Au final, pour ceux qui ont sauté le pas et réussi le pari, la satisfaction est grande. « Je suis ravie d’avoir partagé cette épreuve avec le groupe qui a suivi le programme. Cela n’a pas été simple », se souvient Béatrice qui a arrêté de fumer depuis un an grâce au programme complet mis en place par son entreprise : coach motivationnel, sophrologue, diététicienne, coach sportif. Depuis Béatrice a retrouvé le goût… du sport. « Je cours tous les dimanches une heure quand le temps le permet et cela me fait un bien fou. »

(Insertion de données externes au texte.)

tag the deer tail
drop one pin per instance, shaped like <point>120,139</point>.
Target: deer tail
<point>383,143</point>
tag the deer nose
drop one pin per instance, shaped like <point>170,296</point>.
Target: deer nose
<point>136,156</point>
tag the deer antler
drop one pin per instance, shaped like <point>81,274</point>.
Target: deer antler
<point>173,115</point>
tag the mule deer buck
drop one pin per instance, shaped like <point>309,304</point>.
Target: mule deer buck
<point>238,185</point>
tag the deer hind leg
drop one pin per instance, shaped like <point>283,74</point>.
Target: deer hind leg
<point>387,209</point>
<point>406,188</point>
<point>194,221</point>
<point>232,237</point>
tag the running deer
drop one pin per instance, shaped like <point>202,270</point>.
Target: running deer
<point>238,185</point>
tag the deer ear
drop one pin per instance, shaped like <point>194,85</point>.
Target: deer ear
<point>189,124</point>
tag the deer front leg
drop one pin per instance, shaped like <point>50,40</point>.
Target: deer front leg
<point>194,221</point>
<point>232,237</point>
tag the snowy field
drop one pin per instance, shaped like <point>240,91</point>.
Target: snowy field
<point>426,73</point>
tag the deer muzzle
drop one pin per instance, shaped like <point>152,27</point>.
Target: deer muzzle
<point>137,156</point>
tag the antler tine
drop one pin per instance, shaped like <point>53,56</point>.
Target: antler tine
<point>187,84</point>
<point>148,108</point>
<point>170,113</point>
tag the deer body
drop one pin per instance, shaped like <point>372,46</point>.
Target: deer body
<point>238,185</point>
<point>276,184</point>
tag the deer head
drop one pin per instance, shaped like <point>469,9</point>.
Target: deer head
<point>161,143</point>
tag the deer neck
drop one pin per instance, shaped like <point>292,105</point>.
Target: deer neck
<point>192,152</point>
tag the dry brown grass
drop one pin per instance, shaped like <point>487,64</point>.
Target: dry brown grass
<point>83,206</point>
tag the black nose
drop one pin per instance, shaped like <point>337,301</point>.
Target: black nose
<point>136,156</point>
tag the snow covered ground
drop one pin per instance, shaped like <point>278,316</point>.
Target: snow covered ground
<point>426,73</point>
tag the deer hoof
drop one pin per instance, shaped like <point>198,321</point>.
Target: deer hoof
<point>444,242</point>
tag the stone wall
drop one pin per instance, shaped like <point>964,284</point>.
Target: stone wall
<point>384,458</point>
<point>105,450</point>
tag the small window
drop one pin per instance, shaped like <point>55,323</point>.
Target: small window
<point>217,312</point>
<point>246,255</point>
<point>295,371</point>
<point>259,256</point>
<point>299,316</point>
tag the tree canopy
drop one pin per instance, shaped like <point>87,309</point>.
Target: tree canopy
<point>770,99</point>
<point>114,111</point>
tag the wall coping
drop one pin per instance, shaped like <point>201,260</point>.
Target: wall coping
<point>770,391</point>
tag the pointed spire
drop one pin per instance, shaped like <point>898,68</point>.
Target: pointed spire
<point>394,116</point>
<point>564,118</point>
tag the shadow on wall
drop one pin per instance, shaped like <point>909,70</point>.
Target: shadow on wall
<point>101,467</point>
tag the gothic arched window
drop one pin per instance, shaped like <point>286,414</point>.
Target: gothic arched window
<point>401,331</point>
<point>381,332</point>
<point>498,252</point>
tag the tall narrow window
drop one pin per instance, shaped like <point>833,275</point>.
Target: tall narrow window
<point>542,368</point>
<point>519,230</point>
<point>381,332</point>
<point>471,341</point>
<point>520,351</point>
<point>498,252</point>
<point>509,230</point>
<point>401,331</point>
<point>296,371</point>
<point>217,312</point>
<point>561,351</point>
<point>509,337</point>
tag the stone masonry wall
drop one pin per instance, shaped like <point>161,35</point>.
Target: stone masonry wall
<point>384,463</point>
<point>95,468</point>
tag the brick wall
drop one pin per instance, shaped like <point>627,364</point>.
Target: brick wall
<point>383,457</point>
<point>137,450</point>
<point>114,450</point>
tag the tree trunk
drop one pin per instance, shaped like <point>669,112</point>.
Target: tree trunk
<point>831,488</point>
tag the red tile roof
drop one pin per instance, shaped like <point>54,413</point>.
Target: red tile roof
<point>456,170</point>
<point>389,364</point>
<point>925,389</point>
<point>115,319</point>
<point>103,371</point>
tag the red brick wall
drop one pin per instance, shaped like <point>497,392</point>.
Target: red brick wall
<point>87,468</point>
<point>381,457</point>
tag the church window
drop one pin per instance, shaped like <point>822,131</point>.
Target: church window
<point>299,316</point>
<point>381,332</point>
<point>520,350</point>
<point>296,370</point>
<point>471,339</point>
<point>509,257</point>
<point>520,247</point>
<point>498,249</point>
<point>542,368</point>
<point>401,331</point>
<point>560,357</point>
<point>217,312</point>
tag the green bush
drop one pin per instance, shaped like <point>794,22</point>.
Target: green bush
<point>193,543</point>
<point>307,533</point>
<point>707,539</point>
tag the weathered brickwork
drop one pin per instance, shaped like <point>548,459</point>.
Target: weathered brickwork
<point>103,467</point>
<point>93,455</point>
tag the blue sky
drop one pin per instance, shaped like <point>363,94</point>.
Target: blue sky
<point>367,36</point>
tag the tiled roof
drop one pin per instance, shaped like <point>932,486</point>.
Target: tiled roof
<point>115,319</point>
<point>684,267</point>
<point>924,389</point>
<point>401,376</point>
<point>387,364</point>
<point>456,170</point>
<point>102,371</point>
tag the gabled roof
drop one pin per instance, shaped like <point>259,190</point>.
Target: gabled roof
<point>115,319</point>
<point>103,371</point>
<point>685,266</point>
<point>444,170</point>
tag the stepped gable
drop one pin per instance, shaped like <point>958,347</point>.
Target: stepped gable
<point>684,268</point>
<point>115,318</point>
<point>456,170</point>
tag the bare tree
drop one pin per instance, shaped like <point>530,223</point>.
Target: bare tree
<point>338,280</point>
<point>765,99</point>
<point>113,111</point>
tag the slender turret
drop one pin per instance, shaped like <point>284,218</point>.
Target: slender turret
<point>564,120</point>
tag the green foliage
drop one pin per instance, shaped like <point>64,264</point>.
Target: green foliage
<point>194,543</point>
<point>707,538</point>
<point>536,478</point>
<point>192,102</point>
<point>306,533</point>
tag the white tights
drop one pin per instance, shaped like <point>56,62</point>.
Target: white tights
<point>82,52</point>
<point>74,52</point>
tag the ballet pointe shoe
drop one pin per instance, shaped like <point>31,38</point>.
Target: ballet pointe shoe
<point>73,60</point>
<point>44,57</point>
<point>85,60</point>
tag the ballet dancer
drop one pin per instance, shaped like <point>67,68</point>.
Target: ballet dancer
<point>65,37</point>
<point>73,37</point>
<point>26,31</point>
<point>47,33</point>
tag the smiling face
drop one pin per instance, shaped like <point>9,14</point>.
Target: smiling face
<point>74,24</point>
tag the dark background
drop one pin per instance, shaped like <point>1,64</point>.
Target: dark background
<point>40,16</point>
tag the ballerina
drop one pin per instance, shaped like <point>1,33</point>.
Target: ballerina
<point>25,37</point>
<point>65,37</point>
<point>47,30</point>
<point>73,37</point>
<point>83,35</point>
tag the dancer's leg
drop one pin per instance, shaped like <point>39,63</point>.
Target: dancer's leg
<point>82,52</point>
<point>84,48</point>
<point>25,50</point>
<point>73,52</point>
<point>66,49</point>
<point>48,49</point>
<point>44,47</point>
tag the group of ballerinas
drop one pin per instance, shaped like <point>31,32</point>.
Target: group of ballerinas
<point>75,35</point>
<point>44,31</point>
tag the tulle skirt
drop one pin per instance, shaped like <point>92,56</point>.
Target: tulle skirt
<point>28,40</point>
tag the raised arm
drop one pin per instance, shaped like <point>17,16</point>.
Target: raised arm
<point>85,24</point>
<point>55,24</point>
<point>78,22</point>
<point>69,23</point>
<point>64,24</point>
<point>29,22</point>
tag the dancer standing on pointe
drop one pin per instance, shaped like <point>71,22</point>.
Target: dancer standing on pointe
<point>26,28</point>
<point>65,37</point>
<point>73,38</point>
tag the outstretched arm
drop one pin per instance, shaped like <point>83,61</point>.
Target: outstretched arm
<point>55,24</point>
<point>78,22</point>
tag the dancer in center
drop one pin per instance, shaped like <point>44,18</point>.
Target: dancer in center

En 2016, l’événement avait remporté un premier succès avec 180 000 personnes inscrites au mouvement. Ils étaient 241 000 en 2018. « Aujourd’hui, le rendez-vous Mois sans tabac est institutionnalisé. Les interventions s’effectuent selon les réussites et les échecs constatés l’année précédente et l’on agit en fonction, afin d’avoir le plus d’impact possible », conclut Carine Kessaci. Rendez-vous fin novembre pour savoir combien de salariés ont écrasé leur dernière cigarette.